Hi,
I am stuck trying to index only the nouns of german and english texts.
(very similar to http://wiki.apache.org/solr/OpenNLP#Full_Example)
First try was to use UIMA with the HMMTagger:
<processor
class="org.apache.solr.uima.processor.UIMAUpdateRequestProcessorFactory">
<lst name="uimaConfig">
<lst name="runtimeParameters"></lst>
<str
name="analysisEngine">/org/apache/uima/desc/AggregateSentenceAE.xml</str>
<bool name="ignoreErrors">false</bool>
<lst name="analyzeFields">
<bool name="merge">false</bool>
<arr name="fields"><str>albody</str></arr>
</lst>
<lst name="fieldMappings">
<lst name="type">
<str name="name">org.apache.uima.SentenceAnnotation</str>
<lst name="mapping">
<str name="feature">coveredText</str>
<str name="field">albody2</str>
</lst>
</lst>
</lst>
</lst>
</processor>
- But how do I set the ModelFile to use the german corpus?

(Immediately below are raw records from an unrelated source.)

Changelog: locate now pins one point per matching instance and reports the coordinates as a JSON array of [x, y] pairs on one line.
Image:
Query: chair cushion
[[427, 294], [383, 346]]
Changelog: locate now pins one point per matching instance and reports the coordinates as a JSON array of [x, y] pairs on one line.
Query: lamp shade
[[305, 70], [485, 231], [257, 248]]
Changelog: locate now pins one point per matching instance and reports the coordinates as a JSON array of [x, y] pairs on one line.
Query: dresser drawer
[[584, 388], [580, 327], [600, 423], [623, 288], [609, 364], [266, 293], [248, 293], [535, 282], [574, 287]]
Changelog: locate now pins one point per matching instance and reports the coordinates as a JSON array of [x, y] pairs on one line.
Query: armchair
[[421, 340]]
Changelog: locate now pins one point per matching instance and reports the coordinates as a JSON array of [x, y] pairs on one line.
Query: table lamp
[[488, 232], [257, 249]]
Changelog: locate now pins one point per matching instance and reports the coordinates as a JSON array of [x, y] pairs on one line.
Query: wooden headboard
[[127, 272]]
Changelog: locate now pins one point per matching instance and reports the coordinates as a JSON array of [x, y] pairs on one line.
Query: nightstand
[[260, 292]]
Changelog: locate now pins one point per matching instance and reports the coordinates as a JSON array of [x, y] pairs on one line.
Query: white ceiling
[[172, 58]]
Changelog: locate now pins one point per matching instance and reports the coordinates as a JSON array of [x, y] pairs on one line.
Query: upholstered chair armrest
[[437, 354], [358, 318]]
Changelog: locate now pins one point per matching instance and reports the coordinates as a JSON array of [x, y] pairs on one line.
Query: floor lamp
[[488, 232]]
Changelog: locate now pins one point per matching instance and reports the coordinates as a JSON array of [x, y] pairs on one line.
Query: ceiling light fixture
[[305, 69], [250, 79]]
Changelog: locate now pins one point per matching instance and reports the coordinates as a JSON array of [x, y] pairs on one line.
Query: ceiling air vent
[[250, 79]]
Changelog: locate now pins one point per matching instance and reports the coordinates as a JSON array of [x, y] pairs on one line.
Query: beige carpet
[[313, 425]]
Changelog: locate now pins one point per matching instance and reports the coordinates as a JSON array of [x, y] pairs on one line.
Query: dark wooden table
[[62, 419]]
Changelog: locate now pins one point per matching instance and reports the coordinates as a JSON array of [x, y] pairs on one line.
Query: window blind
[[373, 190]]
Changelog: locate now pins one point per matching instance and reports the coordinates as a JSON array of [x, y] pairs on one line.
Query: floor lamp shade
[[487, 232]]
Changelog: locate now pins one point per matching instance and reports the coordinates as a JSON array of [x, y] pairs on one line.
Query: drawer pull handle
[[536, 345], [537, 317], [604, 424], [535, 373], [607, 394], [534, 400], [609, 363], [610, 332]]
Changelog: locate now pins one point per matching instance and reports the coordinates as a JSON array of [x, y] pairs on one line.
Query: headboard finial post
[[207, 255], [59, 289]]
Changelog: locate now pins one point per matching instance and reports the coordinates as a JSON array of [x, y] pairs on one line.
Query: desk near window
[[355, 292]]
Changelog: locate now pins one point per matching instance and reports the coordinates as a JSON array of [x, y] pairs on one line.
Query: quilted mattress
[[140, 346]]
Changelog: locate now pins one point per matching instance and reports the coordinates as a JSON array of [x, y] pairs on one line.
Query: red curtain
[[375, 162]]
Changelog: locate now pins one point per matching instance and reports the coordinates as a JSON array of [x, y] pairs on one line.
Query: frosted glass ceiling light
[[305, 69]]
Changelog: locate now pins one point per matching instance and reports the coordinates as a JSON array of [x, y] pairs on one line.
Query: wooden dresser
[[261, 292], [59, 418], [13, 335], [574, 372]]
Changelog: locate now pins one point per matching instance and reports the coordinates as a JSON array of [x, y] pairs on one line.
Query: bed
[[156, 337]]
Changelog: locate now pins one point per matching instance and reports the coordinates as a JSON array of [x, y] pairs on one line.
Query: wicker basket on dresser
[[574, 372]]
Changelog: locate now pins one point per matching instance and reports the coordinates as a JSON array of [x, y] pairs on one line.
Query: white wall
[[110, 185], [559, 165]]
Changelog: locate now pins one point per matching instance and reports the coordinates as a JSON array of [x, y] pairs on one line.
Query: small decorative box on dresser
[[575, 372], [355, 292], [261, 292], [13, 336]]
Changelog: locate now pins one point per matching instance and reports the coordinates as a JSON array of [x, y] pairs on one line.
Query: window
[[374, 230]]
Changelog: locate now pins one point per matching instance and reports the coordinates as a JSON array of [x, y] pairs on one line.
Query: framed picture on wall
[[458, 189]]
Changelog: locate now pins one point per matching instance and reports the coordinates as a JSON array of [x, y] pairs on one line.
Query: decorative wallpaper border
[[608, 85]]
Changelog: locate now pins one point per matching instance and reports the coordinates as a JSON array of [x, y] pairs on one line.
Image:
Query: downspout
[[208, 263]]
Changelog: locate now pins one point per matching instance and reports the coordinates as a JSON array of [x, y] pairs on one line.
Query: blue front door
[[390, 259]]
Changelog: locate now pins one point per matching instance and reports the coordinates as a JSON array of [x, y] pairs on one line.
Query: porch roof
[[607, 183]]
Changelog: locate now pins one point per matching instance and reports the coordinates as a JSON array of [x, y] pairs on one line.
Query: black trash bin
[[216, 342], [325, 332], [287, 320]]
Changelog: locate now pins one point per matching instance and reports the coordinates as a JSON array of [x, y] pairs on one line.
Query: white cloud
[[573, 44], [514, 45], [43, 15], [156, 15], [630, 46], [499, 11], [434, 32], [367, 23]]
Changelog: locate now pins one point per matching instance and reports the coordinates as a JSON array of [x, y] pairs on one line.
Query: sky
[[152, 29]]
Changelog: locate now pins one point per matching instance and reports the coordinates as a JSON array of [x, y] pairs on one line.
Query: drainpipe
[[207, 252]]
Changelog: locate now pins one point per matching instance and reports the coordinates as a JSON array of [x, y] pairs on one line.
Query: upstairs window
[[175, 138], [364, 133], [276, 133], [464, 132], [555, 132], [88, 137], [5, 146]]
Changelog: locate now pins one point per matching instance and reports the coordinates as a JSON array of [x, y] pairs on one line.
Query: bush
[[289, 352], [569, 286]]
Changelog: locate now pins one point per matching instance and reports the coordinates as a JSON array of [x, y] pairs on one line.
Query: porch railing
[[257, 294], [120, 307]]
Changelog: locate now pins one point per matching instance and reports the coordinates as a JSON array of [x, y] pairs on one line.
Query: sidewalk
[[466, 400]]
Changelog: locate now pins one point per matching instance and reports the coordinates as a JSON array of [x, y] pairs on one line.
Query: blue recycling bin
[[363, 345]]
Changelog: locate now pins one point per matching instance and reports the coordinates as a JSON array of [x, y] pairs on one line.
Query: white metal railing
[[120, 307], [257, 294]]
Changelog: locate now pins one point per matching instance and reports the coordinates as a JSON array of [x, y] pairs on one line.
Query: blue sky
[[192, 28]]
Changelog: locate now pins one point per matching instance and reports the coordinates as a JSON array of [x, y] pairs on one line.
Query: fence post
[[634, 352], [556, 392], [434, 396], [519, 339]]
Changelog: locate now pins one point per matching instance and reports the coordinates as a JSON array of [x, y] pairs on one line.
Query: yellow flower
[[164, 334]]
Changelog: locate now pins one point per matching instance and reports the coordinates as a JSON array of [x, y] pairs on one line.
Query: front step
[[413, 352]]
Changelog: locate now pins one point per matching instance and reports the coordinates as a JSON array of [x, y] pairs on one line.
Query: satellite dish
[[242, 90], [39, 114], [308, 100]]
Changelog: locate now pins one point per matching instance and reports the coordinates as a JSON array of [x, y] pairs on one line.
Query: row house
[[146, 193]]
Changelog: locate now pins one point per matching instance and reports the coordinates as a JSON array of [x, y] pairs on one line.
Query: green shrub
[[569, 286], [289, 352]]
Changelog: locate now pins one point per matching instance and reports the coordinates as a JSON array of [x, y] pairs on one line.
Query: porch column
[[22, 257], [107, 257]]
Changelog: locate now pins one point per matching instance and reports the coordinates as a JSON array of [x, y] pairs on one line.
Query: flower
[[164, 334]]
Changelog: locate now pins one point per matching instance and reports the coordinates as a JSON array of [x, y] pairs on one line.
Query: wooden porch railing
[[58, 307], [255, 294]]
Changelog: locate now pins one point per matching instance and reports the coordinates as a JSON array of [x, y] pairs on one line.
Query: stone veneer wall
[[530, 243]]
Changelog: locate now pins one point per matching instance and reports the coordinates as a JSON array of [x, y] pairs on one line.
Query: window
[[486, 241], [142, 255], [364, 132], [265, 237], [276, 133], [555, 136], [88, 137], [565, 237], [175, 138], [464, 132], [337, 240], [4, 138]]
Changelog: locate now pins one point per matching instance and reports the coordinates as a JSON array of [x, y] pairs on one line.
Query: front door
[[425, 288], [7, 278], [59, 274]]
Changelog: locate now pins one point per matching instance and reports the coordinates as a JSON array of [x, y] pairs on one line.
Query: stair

- What about language identification?
-- How do I use the right corpus/tagger based on the language?
-- Should this be done in UIMA (how?) or via solr contrib/langid field mapping?
- How to remove non nouns in the annotated field?
Second try is to use OpenNLP and to apply the patch
https://issues.apache.org/jira/browse/LUCENE-2899
But the patch seems to be a bit out of date.
Currently I try to get it to work with solr 4.1.
Any pointers appreciated :-)
Regards,
Kai Gülzau